— И погасил! — воскликнул Ромка. — Я читал об этом в труде Рамона Пане, монаха ордена святого Иеронима.
Священник с уважением взглянул на юношу, который не только был обучен грамоте, но и читал такие серьезные книги.
— Да, сын мой, так и было. Но в конце концов миф рассеялся. — Агильяр тяжело вздохнул. — Здесь, на островах, он продержался дольше, хотя несколько последних кораблекрушений сильно подпортили дело. Туземцы увидели, что белые боги смертны и, более того, съедобны. Мне все труднее поддерживать свой авторитет. Я почти израсходовал весь запас лекарств и пороха. А что творится на материке…
— А что там творится? — спросил Ромка.
— Наши гранды, ободренные низкопоклонством аборигенов, богатыми землями и рассказами о несметных сокровищах, стали слишком вольно обращаться с туземцами, буквально обращая их в рабство.
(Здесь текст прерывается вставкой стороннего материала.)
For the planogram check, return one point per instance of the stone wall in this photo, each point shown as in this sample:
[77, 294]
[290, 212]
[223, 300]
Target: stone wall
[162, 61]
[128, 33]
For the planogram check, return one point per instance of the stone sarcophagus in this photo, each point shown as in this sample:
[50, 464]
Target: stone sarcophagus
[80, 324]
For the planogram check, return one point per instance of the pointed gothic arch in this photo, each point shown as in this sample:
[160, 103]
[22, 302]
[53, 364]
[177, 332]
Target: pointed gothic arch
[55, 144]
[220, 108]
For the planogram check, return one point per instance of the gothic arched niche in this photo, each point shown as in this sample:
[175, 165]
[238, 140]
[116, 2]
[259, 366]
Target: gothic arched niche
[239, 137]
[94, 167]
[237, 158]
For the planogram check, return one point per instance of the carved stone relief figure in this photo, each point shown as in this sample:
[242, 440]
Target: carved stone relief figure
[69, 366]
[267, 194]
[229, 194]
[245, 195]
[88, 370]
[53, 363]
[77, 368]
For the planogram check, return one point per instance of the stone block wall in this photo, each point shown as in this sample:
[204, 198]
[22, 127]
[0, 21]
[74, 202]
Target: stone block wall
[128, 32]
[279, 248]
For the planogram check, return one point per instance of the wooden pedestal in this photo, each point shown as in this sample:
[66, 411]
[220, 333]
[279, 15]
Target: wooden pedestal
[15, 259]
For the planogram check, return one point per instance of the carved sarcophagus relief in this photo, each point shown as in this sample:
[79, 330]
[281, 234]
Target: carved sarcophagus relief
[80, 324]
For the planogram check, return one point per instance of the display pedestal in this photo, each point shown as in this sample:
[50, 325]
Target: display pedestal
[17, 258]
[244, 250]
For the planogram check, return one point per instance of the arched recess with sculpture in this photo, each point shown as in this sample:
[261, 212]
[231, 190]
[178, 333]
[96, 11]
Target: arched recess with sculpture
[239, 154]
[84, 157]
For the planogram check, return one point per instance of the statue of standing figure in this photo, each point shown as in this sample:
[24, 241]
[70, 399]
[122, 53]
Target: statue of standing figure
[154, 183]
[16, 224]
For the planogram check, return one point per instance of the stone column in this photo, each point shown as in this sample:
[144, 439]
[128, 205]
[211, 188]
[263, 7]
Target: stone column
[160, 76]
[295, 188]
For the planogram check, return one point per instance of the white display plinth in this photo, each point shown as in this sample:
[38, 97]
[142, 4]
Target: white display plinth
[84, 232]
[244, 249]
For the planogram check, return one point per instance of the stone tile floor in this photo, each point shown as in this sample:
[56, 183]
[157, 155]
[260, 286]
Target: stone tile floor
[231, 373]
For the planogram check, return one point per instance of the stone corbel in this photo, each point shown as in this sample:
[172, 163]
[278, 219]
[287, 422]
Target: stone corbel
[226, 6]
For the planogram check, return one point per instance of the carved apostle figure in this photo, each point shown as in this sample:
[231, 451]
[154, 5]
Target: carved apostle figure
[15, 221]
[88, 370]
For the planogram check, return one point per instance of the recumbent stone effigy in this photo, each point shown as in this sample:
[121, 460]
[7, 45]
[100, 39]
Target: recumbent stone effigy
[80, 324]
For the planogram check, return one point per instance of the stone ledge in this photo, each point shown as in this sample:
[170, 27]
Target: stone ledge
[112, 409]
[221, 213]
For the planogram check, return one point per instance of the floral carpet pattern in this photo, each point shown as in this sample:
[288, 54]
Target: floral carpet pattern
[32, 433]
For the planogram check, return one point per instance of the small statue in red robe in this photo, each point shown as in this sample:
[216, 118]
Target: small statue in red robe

А кому это понравится? Сначала на островах случилось несколько мелких бунтов, которые были сурово подавлены. Потом на Кубе — это огромный остров к юго-западу отсюда — вспыхнуло настоящее восстание. Тамошний губернатор Диего Веласкес, кровавая собака, прости мне, Господи, злые слова, вместе со своим родственником Эрнаном Кортесом творил настоящие зверства. — Монаха передернуло.
Ромка бегло переводил.
— Такие же, как эти. — Мирослав ткнул пальцем в сторону костров с человечиной.
— Нет, тут принципиальная разница. Для туземца съесть печень своего врага так же естественно, как для вас подобрать из пыли золотой дублон. А рубить руки и сжигать людей живьем — дело для знатного дворянина и студента, пусть и недоучки, противоестественное, а потому грешное.
— Не понимаю, — сказал Ромка. — Почему для туземцев это не грешно, а для испанцев грешно?
— Потому, сын мой, что индейцы не ведают, что творят зло. Испанцы же знакомы с десятью заповедями Отца Небесного, ведают, что творят зло, но все равно творят. Это и есть грех, и этим он отличается от заблуждения.
Ромка лишь покачал головой, а Мирослав тронул его за рукав и попросил перевести:
— Святой отец, нам нужно выбираться с острова. У вас есть корабль или хотя бы лодка?
— Да. Местные лодки называются пирогами.
— Понятно, — перебил Мирослав Ромкин перевод. — А где, спроси, он ее оставил?
— На берегу, рядом с другими индейскими лодками.
Мирослав насупил брови. Он понял, что священник не хочет показывать дорогу, чтоб путники не вздумали выходить в море без него.
— Проводите? — выдавил из себя воин.
— Конечно, — просиял монах в индейском наряде.
Похоже, его авторитет был тут не настолько силен, чтоб совсем уж не беспокоиться за свои печень и сердце.